The biggest white elephant, to which Sinclair frequently returns and in some sense regards as a prototype for the Olympic park, is the Millennium Dome – New Labour’s swansong for a decade of political and cultural vacuity. The only real symbolism to which the dome can lay claim, Sinclair argues, is the short-lived and long-felt property bubble whose burst coincided with the dome’s inevitable neglect and abandonment. The book’s title is apt: we live with an architecture of empty shells sustained by a culture of hollowness. A legacy of sorts, perhaps.

It is this culture of ‘the grand project’ – a potent combination of municipal vanity and political homogeneity – Sinclair sees franchised out beyond the metropolis of the capital and sold to those left behind by Thatcher’s post-social society. His record of the much publicised development of Hull’s Marina and Humberside submariun, The Deep, “a flashy Terry Farrell dockside fish-tank with as much cultural relevance as the MI6 building, that Aztec jukebox on the south side of the Thames” as a thriving investment opportunity for potential corporate suitors is as hilarious as it is poignant.

The city of stevedores burned by the Luftwaffe, ostracised by Thatcher and erased by Blair. Managed decline.

The connecting narrative is of collective amnesia and a paranoid, bathetic bureaucracy. Sinclair acerbically describes how concerns over the existence of radioactive watch dials, discarded by a government long out of office, in an area of waste ground near the Clays Lane Estate ordained for transformation into the Olympic Park, were ignored by the local council and the development firm charged with laying the foundations:

“When the contractors started boring deep holes … the nature of radioactive material is that it only becomes dangerous once it’s been disturbed … at the end of last year, they undertook tests on the run-off into the River Lea. They found levels of thorium in the water. Atkins, the engineers, considered it was possible that thorium had dispersed along the water table … It was enough to confirm the engineer’s prediction of what could happen.

“The effect being that the entire Olympic park is contaminated with thorium at water-table level. Even if figures are smudged and scare stories buried, it will be hard to fulfil Ken Livingstone’s prediction that the money can made back by flogging the land.”

The Millennium Dome is always on the horizon, overlooking real estate more fortunate, or as yet unscrutinized by Whitehall.

The book’s protagonists, if they can be called such, are the urban diasporas of England’s edge-lands. Its antagonists are harder to identify. From whence came the desire to both enshrine and erase history that now permeates our political culture? The answer is not located, as so many newspaper columnists aspire to diagnose, within a particular class or cultural locale (though it doesn’t stop the risible pseudo-intellectual David Starkey from trying).

Rather, Sinclair charts a radically polycentric course across our landscape and history. But the narrative is the same – a militarised police force charged with social cleansing, the avant garde of a concrete utopia where to buy is to be free. The nouveau-libertarians with their fetishistic fantasies of a private state who currently infect the British right-wing, with no knowledge of their own history and who seek to obliterate cultural difference: One World Week? The totality of this psychology is what gives the book much of its force and its radicality.

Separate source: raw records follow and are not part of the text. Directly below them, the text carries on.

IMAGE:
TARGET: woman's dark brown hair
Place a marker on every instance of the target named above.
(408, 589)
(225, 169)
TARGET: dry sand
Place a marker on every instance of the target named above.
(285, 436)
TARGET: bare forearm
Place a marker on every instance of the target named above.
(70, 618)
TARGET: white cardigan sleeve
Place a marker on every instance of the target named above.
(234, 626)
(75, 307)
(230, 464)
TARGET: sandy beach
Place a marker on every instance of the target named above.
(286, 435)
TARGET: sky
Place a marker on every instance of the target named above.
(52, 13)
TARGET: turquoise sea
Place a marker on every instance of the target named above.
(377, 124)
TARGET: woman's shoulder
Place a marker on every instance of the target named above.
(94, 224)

At its close, one is left as intellectually itinerant as those gardeners of the Hackney Wicks Allotments, whose Stalinist eviction was left uncovered by the world’s media, but to whom Sinclair’s book is dedicated as both requiem and eulogy:

“…the devastation of the ecology of the Lower Lea Valley, with the loss of allotments, unofficial orchards behind abandoned lock-keepers’ cottages, native shrubs, wildlife habitats, disturbed the balance of a substantial chunk of London. The corridor between the Thames and the orbital motorway. The folk memory of a broader and more vigorous tributary. But it was the betrayal of language that caused most pain: every pronouncement meant its opposite. Improving the image of construction. Creating a place where people want to live.”